Die vergebliche Suche nach dem anti-kreationistischen Gottesbild

Gewiss: Reinhold Leinfelder unterschlug nicht, dass Darwin vor dem Hintergrund seines Wissens den Schöpfungsglauben „selbstverständlich ablegen musste“. Doch er bagatellisierte diese Erkenntnis sofort wieder, indem er hinzufügte, dass Darwins „Gottesbild extrem eingeschränkt war“. Dies soll wohl meinen, dass ein weniger eingeschränktes Gottesbild mit Darwins Erkenntnissen in Einklang gebracht werden könnte. Wie dieses Gottesbild aber konkret aussehen könnte, verriet Leinfelder leider nicht!

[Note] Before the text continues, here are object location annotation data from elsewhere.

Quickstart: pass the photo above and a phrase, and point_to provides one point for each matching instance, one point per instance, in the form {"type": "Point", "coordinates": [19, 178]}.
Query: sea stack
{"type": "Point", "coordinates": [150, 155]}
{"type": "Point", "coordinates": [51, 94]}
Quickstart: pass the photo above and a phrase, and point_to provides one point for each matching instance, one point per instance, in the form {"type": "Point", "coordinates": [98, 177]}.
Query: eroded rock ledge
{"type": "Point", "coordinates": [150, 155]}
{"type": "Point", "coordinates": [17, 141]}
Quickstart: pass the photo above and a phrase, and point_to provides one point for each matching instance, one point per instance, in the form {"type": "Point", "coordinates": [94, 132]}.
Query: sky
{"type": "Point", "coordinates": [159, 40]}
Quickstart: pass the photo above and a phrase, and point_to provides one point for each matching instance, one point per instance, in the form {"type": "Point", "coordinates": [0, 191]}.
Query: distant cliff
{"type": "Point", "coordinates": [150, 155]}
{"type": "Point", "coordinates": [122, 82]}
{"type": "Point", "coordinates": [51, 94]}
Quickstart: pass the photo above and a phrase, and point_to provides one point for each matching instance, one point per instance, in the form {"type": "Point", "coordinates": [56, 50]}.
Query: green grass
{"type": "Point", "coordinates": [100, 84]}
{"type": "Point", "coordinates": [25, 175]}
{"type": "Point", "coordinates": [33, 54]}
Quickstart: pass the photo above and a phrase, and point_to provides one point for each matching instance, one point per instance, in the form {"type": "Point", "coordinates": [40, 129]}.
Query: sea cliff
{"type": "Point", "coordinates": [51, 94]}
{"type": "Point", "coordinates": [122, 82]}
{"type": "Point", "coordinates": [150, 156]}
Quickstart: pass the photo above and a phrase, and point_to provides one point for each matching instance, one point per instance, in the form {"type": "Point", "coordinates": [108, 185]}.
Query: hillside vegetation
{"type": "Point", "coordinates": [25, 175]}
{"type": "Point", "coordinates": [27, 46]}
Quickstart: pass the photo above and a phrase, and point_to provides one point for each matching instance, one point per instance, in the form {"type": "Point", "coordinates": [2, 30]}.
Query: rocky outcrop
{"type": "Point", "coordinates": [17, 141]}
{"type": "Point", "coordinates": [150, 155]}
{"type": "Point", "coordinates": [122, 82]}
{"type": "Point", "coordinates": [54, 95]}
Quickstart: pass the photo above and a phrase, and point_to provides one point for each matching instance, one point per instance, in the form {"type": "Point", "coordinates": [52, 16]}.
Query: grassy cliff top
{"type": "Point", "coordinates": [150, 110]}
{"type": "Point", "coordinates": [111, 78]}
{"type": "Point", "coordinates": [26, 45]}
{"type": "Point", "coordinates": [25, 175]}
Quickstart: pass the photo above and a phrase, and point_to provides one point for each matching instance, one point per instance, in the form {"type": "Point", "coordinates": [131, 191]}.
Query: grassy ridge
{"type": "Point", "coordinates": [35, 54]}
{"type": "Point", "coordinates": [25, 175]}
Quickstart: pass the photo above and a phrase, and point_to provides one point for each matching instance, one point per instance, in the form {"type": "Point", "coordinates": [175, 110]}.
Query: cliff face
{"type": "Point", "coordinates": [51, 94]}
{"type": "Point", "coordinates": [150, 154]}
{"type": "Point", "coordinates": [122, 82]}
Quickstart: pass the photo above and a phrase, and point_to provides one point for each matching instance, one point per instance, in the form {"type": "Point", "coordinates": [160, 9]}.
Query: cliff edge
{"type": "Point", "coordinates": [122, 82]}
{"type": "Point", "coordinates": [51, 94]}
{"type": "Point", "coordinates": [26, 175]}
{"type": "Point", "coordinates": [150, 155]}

Das von den Amtskirchen vorgegebene Gottesbild kann er damit jedenfalls unmöglich gemeint haben! Denn dieses bestreitet, wie bereits ausgeführt, nicht nur sämtliche Erkenntnisse der evolutionären Psychologie, sondern auch die grundlegenden Mechanismen der Evolution, die einer zielgerichteten Schöpfung widersprechen.

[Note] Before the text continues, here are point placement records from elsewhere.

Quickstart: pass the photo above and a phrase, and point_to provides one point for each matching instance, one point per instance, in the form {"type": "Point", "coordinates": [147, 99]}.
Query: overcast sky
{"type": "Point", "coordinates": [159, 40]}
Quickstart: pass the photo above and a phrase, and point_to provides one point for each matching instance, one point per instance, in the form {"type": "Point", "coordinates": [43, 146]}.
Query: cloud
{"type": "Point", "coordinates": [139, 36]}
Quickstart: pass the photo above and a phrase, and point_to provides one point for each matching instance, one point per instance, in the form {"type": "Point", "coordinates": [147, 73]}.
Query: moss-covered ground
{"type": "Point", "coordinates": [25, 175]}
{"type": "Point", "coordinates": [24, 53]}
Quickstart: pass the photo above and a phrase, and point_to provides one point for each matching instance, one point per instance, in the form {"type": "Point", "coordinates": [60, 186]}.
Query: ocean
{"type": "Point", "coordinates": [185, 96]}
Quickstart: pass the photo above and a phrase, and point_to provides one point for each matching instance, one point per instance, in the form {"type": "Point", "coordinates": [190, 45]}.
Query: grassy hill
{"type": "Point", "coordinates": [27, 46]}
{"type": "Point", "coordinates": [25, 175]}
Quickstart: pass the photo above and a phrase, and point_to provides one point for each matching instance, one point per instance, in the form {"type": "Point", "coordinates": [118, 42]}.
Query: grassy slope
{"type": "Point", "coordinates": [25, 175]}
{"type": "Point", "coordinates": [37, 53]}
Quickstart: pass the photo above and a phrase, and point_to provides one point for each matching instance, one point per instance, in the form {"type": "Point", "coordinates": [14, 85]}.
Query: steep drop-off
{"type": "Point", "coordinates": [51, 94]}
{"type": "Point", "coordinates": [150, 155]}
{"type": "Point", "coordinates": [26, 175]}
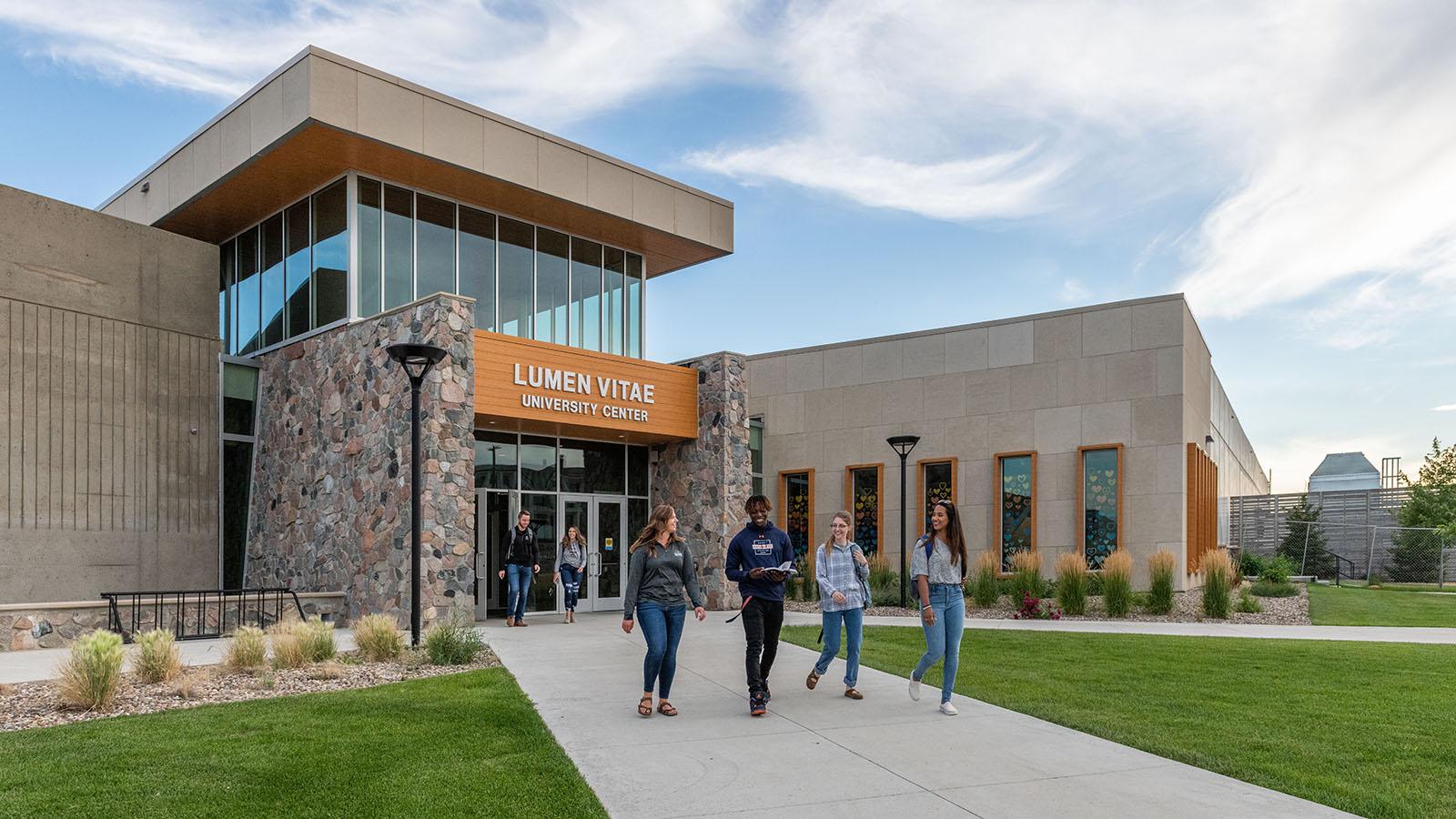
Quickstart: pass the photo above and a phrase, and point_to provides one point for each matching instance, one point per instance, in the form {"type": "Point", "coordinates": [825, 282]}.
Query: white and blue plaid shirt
{"type": "Point", "coordinates": [839, 573]}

Papst Benedikt XVI. ließ wie seine Vorgänger gar keinen Zweifel daran aufkommen, dass der Mensch – Darwin hin oder her – ein gottgewolltes Geschöpf sei: „Dieses spezielle Gewolltsein und Gekanntsein des Menschen von Gott nennen wir seine besondere Erschaffung.“ Auch die EKD sieht immer noch in Gott den Denker und Lenker hinter der Evolution, denn wo Gott „nicht anfängt, da kann nichts sein oder werden, wo er aufhört, da kann nichts bestehen“.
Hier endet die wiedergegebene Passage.